My meeting at the US Embassy was very interesting indeed. The embassy is no more secure than the one in Kuala Lumpur, although it is a LOT bigger. The USAID compound within the embassy along is probably the size of the entire embassy in Kuala Lumpur. Anyway, when you arrive you have to turn off your phone and leave it at the front desk, along with any sort of electronic devices like an Ipod or a laptop. That’s annoying. I accidentally left my notebook in my laptop bag at the front counter, and they had to send a special runner to the security checkpoint to get it. What a pain. Most of the people who work in the embassy are actually Indonesians with security clearance. Everyone was extremely nice, even the five dozen guards with submachine guns and an APC (really) parked on the street in front of the embassy. The head guard was the first Indonesian I ever met who was clearly Portuguese…his name was Raoul Endarnho, and his last name seems to be a Portuguese version of what looks to be a Timorese root (endar). Most people with Portuguese last names in Indonesia are Timorese, but most of them live in East Timor, the country that broke off from Indonesia in 1999 after 25 years of Indonesian colonial rule.

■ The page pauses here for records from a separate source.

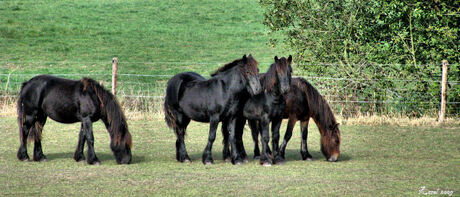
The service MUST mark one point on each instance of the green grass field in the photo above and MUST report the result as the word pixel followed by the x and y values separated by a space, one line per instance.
pixel 148 37
pixel 375 161
pixel 165 38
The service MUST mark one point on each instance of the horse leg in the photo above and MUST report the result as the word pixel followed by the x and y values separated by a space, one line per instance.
pixel 239 129
pixel 87 126
pixel 181 151
pixel 287 136
pixel 236 159
pixel 276 124
pixel 303 145
pixel 24 129
pixel 255 137
pixel 78 155
pixel 207 154
pixel 266 158
pixel 37 130
pixel 226 150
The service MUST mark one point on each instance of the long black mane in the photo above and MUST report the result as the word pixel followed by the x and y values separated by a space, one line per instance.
pixel 319 109
pixel 69 101
pixel 189 96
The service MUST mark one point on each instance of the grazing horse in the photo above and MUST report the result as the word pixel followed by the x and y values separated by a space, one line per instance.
pixel 189 96
pixel 262 109
pixel 302 102
pixel 70 101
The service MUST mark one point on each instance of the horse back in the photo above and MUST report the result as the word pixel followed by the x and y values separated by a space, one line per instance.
pixel 297 101
pixel 60 99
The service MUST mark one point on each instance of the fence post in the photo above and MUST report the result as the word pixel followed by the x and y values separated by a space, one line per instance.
pixel 442 112
pixel 114 75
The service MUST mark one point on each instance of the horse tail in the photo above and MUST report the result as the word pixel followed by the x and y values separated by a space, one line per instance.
pixel 20 109
pixel 172 101
pixel 317 104
pixel 174 91
pixel 112 113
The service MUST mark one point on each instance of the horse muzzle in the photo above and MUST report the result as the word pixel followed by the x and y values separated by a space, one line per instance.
pixel 333 158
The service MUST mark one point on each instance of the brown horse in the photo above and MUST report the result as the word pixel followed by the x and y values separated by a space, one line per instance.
pixel 302 103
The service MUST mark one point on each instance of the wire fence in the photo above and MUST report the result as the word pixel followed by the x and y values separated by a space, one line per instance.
pixel 145 92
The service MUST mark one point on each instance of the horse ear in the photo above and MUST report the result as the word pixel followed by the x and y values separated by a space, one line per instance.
pixel 336 126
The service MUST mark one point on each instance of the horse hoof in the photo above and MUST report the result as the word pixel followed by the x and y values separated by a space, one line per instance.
pixel 267 164
pixel 280 161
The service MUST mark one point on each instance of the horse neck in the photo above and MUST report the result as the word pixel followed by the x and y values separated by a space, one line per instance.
pixel 271 83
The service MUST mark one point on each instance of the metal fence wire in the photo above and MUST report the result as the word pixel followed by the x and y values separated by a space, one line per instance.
pixel 143 92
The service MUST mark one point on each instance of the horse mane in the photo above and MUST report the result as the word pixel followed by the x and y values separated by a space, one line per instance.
pixel 226 67
pixel 269 79
pixel 319 109
pixel 112 113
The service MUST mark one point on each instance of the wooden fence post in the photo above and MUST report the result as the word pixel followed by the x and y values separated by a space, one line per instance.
pixel 114 75
pixel 442 112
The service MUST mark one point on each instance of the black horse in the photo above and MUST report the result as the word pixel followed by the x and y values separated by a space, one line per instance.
pixel 190 96
pixel 70 101
pixel 303 102
pixel 262 109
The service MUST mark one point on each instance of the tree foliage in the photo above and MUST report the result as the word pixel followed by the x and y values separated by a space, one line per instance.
pixel 389 50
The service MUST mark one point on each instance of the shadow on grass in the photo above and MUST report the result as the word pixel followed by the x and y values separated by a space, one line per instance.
pixel 103 157
pixel 294 155
pixel 291 155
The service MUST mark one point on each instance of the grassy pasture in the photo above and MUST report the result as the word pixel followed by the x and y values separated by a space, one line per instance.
pixel 167 37
pixel 375 161
pixel 149 37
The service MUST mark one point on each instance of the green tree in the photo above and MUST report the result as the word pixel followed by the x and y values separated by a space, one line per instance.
pixel 370 43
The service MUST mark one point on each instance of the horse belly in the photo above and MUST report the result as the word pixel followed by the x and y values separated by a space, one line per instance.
pixel 61 109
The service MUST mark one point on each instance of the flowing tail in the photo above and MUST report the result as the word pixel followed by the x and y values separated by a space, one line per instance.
pixel 114 120
pixel 172 102
pixel 174 91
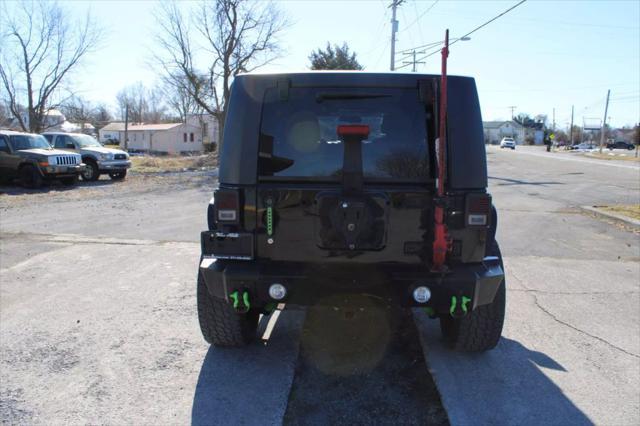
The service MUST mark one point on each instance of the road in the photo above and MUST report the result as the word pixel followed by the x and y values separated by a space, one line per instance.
pixel 98 323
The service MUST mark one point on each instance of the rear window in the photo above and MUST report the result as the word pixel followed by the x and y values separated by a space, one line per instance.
pixel 298 136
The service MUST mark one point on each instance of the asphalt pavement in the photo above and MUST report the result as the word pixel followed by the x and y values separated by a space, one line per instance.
pixel 98 321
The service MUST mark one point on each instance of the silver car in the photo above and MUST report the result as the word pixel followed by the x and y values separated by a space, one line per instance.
pixel 98 159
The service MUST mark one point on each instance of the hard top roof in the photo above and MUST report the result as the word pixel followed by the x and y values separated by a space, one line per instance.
pixel 344 78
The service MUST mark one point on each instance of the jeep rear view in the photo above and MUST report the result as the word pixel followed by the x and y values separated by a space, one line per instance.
pixel 328 187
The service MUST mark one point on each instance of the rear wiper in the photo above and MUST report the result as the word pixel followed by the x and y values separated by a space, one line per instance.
pixel 320 97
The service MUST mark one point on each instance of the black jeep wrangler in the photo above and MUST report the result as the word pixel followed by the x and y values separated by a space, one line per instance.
pixel 328 186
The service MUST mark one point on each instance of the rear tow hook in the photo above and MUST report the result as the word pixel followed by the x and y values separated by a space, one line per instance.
pixel 240 304
pixel 459 310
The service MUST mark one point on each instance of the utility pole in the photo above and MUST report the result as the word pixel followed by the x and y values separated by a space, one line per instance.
pixel 414 61
pixel 394 30
pixel 604 121
pixel 126 127
pixel 571 128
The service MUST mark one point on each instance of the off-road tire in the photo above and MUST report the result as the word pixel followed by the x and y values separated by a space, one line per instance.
pixel 30 177
pixel 69 181
pixel 220 324
pixel 480 330
pixel 95 171
pixel 118 175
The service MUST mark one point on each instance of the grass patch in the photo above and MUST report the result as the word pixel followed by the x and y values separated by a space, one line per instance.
pixel 629 210
pixel 172 163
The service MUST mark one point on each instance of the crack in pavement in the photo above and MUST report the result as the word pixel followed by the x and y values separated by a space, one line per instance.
pixel 566 324
pixel 81 239
pixel 571 293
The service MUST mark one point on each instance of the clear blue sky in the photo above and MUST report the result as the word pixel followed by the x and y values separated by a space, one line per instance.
pixel 542 55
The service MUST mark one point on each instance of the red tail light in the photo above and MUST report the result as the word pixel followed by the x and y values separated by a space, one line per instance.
pixel 478 209
pixel 353 130
pixel 227 206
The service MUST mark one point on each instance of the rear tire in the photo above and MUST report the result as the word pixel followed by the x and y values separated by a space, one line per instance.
pixel 30 177
pixel 118 175
pixel 91 172
pixel 220 324
pixel 480 330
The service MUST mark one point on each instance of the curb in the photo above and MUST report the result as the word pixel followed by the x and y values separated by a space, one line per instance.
pixel 607 215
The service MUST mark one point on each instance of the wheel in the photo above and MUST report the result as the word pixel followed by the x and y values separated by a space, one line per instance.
pixel 91 171
pixel 220 324
pixel 69 181
pixel 118 175
pixel 480 330
pixel 30 177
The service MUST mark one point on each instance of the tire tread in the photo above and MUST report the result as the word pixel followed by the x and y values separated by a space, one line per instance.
pixel 220 324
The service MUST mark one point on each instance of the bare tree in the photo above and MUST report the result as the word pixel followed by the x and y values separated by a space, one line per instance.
pixel 101 116
pixel 41 46
pixel 135 97
pixel 179 101
pixel 78 109
pixel 157 109
pixel 234 36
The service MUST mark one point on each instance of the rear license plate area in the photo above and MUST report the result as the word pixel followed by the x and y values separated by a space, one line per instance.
pixel 227 245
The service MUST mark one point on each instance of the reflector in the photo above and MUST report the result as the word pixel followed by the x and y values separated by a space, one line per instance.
pixel 353 130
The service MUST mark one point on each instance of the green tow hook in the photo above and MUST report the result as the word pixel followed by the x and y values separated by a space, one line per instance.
pixel 234 296
pixel 465 302
pixel 237 301
pixel 454 303
pixel 459 310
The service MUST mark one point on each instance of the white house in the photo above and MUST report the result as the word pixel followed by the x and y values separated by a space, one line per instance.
pixel 170 138
pixel 208 127
pixel 110 132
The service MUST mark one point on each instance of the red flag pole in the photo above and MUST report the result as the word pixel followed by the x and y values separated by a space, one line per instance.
pixel 440 241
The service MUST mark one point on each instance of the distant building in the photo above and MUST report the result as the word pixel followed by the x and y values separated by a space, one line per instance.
pixel 494 131
pixel 111 132
pixel 169 138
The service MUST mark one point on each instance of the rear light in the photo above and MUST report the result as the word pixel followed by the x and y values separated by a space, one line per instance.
pixel 353 130
pixel 227 206
pixel 478 209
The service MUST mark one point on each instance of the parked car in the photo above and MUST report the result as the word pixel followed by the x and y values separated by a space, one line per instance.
pixel 621 145
pixel 508 143
pixel 98 159
pixel 327 191
pixel 30 158
pixel 583 146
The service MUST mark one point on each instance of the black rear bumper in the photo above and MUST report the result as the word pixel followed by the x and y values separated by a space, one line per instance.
pixel 320 284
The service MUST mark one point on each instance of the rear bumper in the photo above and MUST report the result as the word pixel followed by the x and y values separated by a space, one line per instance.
pixel 319 284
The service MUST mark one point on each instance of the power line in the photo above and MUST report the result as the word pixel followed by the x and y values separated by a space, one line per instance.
pixel 474 30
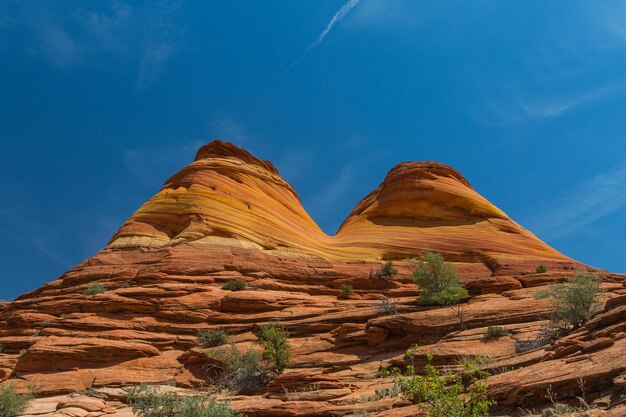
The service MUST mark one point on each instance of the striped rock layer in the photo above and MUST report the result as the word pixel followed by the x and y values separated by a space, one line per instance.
pixel 229 215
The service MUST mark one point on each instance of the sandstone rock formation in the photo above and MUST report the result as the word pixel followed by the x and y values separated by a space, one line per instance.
pixel 229 215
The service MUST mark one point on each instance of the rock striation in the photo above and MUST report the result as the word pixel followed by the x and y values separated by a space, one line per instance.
pixel 229 215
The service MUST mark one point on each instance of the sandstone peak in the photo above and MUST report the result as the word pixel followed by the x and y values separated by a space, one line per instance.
pixel 229 215
pixel 221 149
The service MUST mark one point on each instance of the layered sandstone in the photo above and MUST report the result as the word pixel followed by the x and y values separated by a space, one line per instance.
pixel 229 215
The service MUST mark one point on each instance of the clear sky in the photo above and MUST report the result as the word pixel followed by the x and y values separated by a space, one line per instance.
pixel 100 102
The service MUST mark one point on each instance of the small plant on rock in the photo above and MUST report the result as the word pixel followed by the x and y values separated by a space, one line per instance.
pixel 95 288
pixel 574 302
pixel 494 333
pixel 148 401
pixel 446 393
pixel 346 289
pixel 212 338
pixel 11 402
pixel 239 371
pixel 275 342
pixel 438 280
pixel 235 285
pixel 387 307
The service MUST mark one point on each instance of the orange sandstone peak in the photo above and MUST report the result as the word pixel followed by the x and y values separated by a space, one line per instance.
pixel 229 215
pixel 230 196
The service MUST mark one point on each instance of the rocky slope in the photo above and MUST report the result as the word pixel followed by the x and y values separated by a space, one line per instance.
pixel 229 215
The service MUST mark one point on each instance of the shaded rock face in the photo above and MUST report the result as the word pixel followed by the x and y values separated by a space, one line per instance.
pixel 229 215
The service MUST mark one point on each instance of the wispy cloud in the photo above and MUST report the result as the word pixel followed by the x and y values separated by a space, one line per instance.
pixel 159 44
pixel 516 109
pixel 587 203
pixel 340 14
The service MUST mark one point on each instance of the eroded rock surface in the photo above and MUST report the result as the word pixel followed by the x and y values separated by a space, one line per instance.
pixel 229 215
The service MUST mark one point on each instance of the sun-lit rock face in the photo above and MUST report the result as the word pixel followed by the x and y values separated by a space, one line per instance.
pixel 229 215
pixel 227 196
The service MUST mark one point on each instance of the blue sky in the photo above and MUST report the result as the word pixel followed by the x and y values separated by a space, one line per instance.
pixel 102 101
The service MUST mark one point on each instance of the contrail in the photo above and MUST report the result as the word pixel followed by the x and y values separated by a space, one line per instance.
pixel 341 13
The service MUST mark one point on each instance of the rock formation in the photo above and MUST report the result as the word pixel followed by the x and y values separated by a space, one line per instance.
pixel 229 215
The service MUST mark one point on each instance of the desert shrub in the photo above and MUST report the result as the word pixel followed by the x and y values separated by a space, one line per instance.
pixel 495 332
pixel 574 302
pixel 438 280
pixel 447 393
pixel 147 401
pixel 234 285
pixel 241 371
pixel 212 338
pixel 548 334
pixel 11 402
pixel 346 289
pixel 387 307
pixel 95 288
pixel 275 342
pixel 386 272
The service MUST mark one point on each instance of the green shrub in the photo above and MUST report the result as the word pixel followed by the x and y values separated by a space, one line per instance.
pixel 574 302
pixel 12 403
pixel 447 394
pixel 386 272
pixel 95 288
pixel 495 332
pixel 241 371
pixel 147 401
pixel 438 280
pixel 235 285
pixel 346 289
pixel 387 307
pixel 275 342
pixel 212 338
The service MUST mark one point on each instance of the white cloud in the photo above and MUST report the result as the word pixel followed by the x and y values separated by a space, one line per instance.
pixel 513 108
pixel 590 201
pixel 340 14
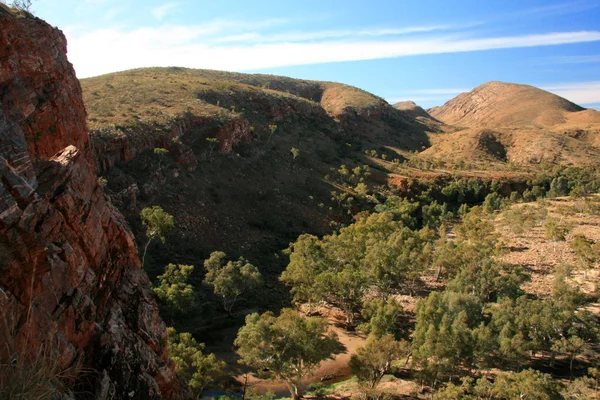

So what I discussed with USAID officials yesterday was the progress of economic reforms in Indonesia since the fall of Soeharto in 1998. My dissertation focuses on events leading up to Soeharto’s resignation, but I’m also interested in post-Soeharto economic reforms for another project. The USAID folks claim that there were hardly any real reforms at all in areas like corporate governance, macroeconomic management, and political corruption before the election of President Susilo Bambang Yudhoyono in 2004. But now, they say that the changes are real, and they heartily support his efforts to raise gasoline and electricity prices, to implement sensible macro policies, and to reform Indonesia’s rampantly corrupt business/politics nexus. They see signs of success.
Which is funny because a number of other people that I’ve met are far less sanguine about reforms. Many people talk about reforms in name that have not been matched by reforms on the ground. Lots of corrupt officials get hauled before the courts, but very few are convicted, and the ones who are happen to be the most outrageously corrupt ones with strong Soeharto connections. I wonder how much it is the US government’s policy to be positive or optimistic at all times. I guess I’ll have to see what other folks think about these reforms.